Tuesday, October 2, 2012

From the Houston Chronicle: Race to replace Ron Paul: The Houston area’s only competitive congressional race

As is generally the case, the only race in the general area where the eventual winner has not already locked up victory is in Ron Paul's open seat. The district has been redesigned to include some union friendly territory, so the Democratic and the Republican are running a tight race, which also features a Libertarian and Green Party candidate.

From the Chron:

One of the state’s 36 congressional races is a real, true, honest-to-goodness competition, according to the political maps, the candidates, the consultants, the activists and everybody else who’s paying attention.

Another 34 districts were designed to protect incumbents, the parties that now hold them, or both. Weird things happen in politics all the time, but barring the unexpected, those are set. The lawmakers who did the designing got what they wanted.

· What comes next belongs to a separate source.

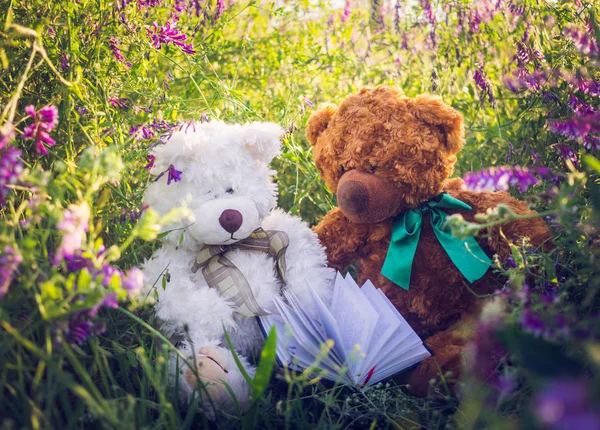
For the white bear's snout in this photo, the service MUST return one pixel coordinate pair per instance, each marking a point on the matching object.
(224, 221)
(231, 220)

Then, there’s the race in the state’s 14th Congressional District — the place opened when U.S. Rep. Ron Paul, R-Lake Jackson, decided he wouldn’t seek another term. It’s been redrawn to include all of Jefferson and Galveston counties and part of Brazoria County.

State Rep. Randy Weber, R-Alvin, faces Democrat Nick Lampson, a former congressman from Beaumont; Libertarian Zach Grady; and the Green Party’s Rhett Rosenquest Smith.

It’s conservative turf. Gov. Rick Perry got 55.9 percent of the vote in his 2010 re-election. Two years before that, Republican U.S. Sen. John McCain got 57 percent of the vote in the presidential race.

Weber is counting on those tendencies — and on the unpopularity of President Obama in the district — to carry the day.

Lampson has run in this area before, on different political maps, at different times, but on political ground that closely matches the current district. He’s a known quantity, he argues. And though he has lost a couple of races since leaving Congress, he says a Democrat can succeed under the right circumstances, especially at a time when voters are fed up with partisans.